Assim, vimos que durante a fase denominada “genealogia do poder”, Foucault buscou, a partir de exemplos históricos (prisões e sexualidade), entender o modo como o poder é exercido na sociedade e, além disso, como este exercício do poder se relaciona com as formas de conhecer o mundo. Estes estudos tomara um rumo diferente no fim da década de 1970, quando Foucault passou a pensar uma definição de poder que correspondia ao que ele chamou de práticas de governo. Governar, para Foucault, é “conduzir as condutas”, ou seja, influenciar de formas variadas os comportamentos morais e políticos dos indivíduos. Assim, Foucault passou a se interessar cada vez mais pelas questões éticas, e este interesse o levou a estudar a antiguidade clássica.

Terceira fase: ética

Desde o início da década de 1980 até sua morte em 1984, Foucault trabalhou de forma detida sobre temas éticos. Devido seu projeto de estudar uma História da sexualidade, Foucault foi recuando seu marco histórico até chegar a estudar as práticas antigas referentes à sexualidade. Foucault estava interessado, neste momento, em entender como os indivíduos se constituíam como sujeitos, isto é, como formavam sua subjetividade, através de práticas de cuidado de si e de experimentar os prazeres. Foucault acreditava que os gregos e os romanos antigos desenvolveram uma ética da liberdade através da definição do que ele chamou de “práticas de si”, isto é, procedimentos diversos que os indivíduos adotavam como forma de se formarem como sujeitos.

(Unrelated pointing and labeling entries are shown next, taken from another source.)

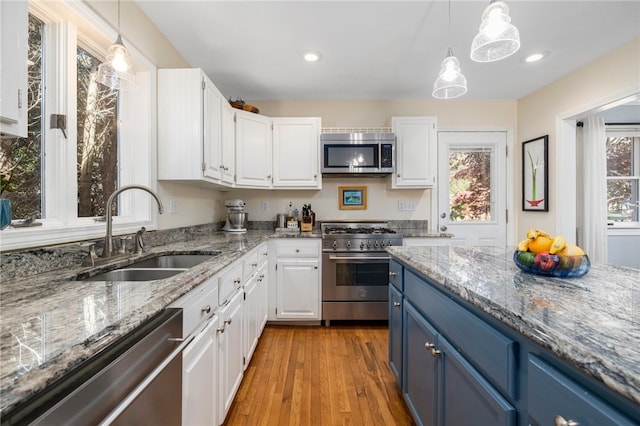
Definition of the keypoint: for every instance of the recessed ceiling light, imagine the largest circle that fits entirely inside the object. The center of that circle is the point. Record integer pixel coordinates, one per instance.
(312, 56)
(535, 57)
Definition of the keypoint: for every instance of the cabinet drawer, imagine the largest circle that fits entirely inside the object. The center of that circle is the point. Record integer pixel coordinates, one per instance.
(395, 274)
(230, 280)
(487, 349)
(198, 304)
(553, 394)
(298, 248)
(249, 265)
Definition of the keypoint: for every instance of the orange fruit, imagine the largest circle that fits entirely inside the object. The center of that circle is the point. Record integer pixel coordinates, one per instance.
(571, 250)
(540, 244)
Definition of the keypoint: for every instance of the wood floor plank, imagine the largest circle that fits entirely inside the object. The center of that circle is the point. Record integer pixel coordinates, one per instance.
(310, 375)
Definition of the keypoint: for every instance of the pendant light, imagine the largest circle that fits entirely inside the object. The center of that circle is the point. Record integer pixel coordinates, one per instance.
(115, 72)
(498, 38)
(451, 83)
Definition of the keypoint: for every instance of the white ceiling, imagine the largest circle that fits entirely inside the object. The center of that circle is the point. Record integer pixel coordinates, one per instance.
(382, 49)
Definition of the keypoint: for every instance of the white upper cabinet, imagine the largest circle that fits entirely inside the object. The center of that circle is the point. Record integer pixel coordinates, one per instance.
(416, 152)
(253, 150)
(13, 68)
(189, 126)
(228, 165)
(296, 149)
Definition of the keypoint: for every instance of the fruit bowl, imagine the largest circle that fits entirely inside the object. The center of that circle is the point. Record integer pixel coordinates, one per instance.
(552, 265)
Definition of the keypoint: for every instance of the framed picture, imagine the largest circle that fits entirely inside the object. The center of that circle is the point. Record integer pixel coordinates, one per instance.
(352, 197)
(535, 175)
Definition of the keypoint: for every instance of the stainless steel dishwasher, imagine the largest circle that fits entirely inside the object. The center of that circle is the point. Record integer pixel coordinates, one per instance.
(139, 383)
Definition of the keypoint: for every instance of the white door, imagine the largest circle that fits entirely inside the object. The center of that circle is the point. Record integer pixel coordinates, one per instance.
(472, 195)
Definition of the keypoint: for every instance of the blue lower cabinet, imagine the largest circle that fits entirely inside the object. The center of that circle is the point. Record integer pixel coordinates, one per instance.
(554, 397)
(467, 397)
(420, 367)
(395, 333)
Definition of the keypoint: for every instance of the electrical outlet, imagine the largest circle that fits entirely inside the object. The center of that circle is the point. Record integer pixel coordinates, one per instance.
(406, 205)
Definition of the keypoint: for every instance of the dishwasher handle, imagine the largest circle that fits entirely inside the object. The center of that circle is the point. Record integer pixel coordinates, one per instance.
(147, 381)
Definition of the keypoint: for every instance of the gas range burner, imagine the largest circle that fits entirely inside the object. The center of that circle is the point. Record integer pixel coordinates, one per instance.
(358, 236)
(358, 230)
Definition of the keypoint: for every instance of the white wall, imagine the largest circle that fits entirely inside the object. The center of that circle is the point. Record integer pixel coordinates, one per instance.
(582, 90)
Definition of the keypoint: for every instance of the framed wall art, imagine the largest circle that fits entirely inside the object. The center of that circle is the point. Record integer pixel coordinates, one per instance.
(535, 174)
(352, 197)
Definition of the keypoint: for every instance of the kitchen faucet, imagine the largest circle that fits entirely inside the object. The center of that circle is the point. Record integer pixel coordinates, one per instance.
(108, 239)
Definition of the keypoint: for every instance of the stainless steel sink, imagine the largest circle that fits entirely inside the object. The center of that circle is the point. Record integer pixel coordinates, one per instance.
(132, 274)
(155, 268)
(181, 261)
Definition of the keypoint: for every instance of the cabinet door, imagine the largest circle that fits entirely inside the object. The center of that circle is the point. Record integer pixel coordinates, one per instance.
(395, 333)
(212, 132)
(13, 67)
(551, 394)
(263, 296)
(250, 314)
(231, 359)
(296, 147)
(416, 152)
(228, 164)
(199, 378)
(298, 289)
(253, 150)
(420, 368)
(464, 386)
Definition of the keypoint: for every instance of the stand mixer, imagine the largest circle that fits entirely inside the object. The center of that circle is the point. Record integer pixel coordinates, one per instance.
(236, 216)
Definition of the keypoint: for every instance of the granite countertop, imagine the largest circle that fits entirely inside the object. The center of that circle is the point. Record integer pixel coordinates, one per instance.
(591, 322)
(51, 323)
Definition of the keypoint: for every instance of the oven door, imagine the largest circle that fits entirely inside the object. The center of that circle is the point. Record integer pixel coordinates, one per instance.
(355, 276)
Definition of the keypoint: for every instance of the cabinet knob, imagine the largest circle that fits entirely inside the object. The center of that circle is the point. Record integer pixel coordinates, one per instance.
(560, 421)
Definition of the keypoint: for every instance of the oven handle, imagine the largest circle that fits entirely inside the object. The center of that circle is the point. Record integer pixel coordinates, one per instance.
(359, 257)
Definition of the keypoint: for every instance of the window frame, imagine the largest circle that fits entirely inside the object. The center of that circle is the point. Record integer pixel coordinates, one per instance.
(626, 228)
(68, 24)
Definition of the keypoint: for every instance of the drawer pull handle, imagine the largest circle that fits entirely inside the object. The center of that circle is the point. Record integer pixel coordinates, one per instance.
(560, 421)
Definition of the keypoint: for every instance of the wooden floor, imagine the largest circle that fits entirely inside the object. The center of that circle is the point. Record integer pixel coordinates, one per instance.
(316, 375)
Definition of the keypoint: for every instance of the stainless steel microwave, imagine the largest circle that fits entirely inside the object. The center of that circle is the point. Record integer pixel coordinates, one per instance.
(358, 153)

Em 1984 Foucault publicou dois livros como parte do projeto da História da sexualidade, o volume 2, O uso dos prazeres, e o volume 3, O cuidado de si. Foucault ainda havia deixado pronto um quarto volume, intitulado As confissões da carne, publicado em 2018. Em  O uso dos prazeres, Foucault fez um estudo sobre o desejo sexual desde a antiguidade até os primeiros pensadores cristãos. Foucault busca mostrar como várias categorias morais foram se moldando entre os gregos para conformar um tipo peculiar de experiência da sexualidade e de que forma isto se vinculava ao conjunto da vida do indivíduo, dado os objetivos morais postos pela filosofia antiga de persecução de uma vida bela. Em O cuidado de si, Foucault explora noções sobre autocontrole sexual, especialmente entre os pensadores romanos. Já em As confissões da carne, Foucault buscou compreender como a experiência cristã da sexualidade e de toda uma moral sexual se conformou nos primeiros séculos do cristianismo.